Air Force’s $2 Billion Bomber Request Pays for Staff, Drawings

  • Service official discloses what’s in B-21 request for 2018
  • Northrop’s performing as expected so far, official says

The B-21 will replace the B-1 Lancer, pictured.

Source: Sgt. Richard P. Ebensberger/USAF

The $2 billion that the U.S. Air Force wants to spend this fiscal year for the new B-21 bomber would go toward added staffing for contractor Northrop Grumman Corp., software development and producing detailed engineering drawings, according to a top service official.

While the items listed by Air Force Undersecretary Matt Donovan were predictable for early work on a major weapons system, it provided a peek behind the curtain of plans for the new bomber that could become an $80 billion program for at least 100 of the aircraft. Donovan came to the Pentagon from the Senate Armed Services Committee, whose chairman, John McCain, has protested that the bomber is being shrouded in excessive secrecy.

“One of the things I was concerned about before I moved over” to assume the Air Force’s No. 2 civilian post is the budget is unclassified even if the bomber’s capabilities must remain secret, Donovan said in an interview Tuesday.

“Senator McCain’s view is ‘Look, the American taxpayer deserved to know how you can spend that money,’” said Donovan, who had been the top staff aide on aircraft issues for the committee’s majority Republicans.

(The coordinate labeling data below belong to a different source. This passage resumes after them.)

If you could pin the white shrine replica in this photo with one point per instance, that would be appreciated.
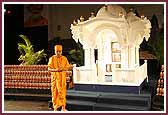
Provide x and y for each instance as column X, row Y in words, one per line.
column 116, row 35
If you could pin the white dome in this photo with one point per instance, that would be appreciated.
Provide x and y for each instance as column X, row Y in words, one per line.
column 111, row 10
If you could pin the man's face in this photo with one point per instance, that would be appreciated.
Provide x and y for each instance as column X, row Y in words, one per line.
column 58, row 52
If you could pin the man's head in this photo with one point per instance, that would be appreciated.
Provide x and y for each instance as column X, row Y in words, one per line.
column 58, row 50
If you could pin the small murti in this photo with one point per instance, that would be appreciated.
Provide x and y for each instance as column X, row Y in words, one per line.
column 111, row 41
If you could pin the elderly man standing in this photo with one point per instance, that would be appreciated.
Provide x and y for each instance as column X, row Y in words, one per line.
column 58, row 65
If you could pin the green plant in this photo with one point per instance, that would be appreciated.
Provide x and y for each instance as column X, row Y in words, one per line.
column 28, row 56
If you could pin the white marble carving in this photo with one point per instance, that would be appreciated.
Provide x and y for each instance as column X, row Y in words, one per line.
column 111, row 25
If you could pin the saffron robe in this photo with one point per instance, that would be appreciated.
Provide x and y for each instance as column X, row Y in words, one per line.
column 58, row 80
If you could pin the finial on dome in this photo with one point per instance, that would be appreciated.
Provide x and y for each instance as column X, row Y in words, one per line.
column 131, row 9
column 105, row 6
column 81, row 18
column 142, row 16
column 92, row 15
column 120, row 14
column 75, row 23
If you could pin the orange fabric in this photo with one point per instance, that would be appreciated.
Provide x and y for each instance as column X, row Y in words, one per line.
column 58, row 47
column 58, row 81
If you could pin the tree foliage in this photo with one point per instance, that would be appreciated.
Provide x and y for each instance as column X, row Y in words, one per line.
column 28, row 56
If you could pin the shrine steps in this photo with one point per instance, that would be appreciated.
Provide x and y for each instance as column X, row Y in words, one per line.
column 90, row 101
column 99, row 101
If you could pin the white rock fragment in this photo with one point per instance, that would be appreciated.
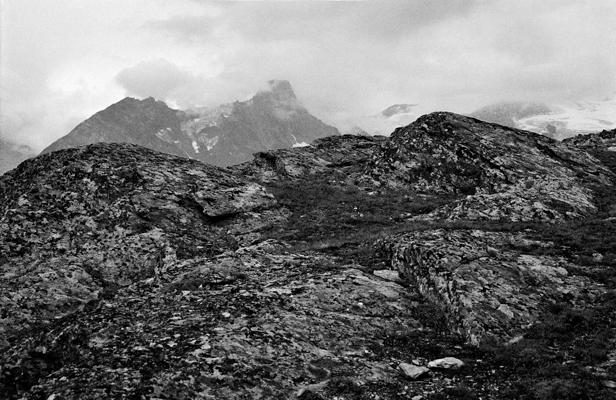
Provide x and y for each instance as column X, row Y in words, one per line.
column 413, row 371
column 446, row 363
column 388, row 274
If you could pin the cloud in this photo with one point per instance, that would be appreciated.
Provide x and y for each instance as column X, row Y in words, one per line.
column 158, row 78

In a June 6 exchange with Air Force Secretary Heather Wilson, McCain of Arizona said that “it’s understandable to keep the B-21-specific warfighting capabilities classified, but it’s difficult to understand why you should keep other aspects of the program under the veil of secrecy,” such as the $2 billion request for fiscal 2018.

Telling Committees

Wilson replied: “Senator, we are very open with the appropriate committees and the Congress about exactly what we’re doing and what we’re spending it on.”

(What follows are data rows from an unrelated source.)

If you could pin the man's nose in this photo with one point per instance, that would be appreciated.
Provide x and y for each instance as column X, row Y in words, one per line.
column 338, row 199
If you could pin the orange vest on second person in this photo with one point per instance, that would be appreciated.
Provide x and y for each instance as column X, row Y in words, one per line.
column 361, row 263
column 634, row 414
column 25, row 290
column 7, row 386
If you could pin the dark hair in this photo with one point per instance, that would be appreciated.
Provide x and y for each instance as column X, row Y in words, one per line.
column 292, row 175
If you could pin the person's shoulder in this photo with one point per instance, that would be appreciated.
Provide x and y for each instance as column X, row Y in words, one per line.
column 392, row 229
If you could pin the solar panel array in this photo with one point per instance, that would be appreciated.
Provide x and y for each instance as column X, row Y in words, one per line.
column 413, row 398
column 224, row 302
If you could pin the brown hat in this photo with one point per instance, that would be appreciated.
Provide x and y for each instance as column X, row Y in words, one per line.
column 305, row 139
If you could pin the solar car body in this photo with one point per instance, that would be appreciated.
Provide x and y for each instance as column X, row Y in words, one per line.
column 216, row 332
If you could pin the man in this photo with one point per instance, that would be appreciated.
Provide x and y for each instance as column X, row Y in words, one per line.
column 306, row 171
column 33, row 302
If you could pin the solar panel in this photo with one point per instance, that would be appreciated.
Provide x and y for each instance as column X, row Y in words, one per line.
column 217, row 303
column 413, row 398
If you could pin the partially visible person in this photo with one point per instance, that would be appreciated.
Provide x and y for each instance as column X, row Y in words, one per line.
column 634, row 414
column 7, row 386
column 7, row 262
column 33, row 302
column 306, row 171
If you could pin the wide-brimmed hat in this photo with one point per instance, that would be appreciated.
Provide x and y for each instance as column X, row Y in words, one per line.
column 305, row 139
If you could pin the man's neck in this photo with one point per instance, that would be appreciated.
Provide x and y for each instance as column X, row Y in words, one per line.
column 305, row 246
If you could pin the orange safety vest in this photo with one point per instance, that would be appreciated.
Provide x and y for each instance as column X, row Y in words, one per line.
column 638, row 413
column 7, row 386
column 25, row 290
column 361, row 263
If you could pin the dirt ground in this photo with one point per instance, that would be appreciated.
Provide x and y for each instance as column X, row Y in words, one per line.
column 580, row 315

The Air Force hasn’t publicly disclosed the value to Northrop of the development contract it was awarded in 2015 or the fee amount set aside to reward the company for good performance. But it has provided information such as how much has been spent to date and the projected research, procurement and per-jet costs.

On the request for the year that began Oct. 1, Donovan said, “Part of that money is being spent on staffing -- we’ve got to staff up the contractor so they can really move out on this thing. Software development is always an issue so we’ve got to make sure the software stays on track.”

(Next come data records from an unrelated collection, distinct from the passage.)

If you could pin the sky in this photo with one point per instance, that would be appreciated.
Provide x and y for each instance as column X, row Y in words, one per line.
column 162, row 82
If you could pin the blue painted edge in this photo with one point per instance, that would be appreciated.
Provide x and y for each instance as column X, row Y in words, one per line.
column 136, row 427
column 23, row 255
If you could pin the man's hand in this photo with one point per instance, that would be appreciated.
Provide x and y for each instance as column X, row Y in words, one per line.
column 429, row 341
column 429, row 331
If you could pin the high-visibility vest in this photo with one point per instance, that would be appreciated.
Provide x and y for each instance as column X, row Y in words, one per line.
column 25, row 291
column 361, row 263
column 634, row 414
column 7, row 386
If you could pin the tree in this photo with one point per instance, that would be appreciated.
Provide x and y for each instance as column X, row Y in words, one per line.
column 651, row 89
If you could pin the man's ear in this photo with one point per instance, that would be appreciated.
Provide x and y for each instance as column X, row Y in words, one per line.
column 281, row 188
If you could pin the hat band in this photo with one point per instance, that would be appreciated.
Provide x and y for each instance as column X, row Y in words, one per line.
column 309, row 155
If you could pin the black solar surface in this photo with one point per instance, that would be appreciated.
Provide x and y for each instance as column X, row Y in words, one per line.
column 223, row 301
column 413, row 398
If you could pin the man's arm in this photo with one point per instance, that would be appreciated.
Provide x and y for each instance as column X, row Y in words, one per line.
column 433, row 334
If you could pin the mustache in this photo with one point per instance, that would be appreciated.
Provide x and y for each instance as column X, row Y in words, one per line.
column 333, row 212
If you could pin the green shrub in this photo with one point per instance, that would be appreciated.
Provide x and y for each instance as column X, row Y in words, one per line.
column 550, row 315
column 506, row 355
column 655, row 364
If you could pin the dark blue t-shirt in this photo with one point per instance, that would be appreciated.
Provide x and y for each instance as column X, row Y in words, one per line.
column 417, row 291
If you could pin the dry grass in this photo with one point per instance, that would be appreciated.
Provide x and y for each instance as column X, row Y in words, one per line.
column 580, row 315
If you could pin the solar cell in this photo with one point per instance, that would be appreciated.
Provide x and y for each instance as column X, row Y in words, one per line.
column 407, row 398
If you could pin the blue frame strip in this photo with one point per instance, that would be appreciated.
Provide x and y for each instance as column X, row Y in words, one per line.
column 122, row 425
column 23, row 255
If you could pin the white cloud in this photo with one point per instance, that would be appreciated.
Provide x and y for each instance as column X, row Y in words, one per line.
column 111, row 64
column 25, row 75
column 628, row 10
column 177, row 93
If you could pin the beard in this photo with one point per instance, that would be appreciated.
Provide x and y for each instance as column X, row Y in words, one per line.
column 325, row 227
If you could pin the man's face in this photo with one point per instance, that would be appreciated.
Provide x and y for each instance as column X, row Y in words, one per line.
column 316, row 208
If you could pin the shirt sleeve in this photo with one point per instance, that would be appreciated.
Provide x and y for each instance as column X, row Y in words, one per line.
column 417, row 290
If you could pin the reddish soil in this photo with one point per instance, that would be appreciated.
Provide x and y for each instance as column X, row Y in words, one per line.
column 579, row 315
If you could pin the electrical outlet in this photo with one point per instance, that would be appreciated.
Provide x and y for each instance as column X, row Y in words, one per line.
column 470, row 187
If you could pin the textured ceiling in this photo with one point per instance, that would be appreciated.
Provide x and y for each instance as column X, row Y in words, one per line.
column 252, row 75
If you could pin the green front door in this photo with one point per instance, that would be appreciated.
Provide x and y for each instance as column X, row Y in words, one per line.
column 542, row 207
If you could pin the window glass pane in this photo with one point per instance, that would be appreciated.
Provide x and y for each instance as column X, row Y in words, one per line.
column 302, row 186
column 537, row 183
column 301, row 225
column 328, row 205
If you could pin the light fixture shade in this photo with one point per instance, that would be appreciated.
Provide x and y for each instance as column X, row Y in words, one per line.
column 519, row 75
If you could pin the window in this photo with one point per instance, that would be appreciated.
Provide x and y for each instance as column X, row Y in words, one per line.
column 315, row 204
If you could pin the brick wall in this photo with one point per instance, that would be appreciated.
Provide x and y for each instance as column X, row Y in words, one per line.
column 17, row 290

Money also will be spent on producing engineering drawings for a “clean-sheet” design, he said, which means the new bomber won’t be an adaptation of the B-2 stealth bomber or other existing aircraft, as some analysts have suggested.

Northrop’s performance is “generally on track” and “within the windows of expected progress that we’ve expected at this point,” Donovan said. Still, “there is some risk in this program because it’s a brand new, clean-sheet design. So we’ll work through those.”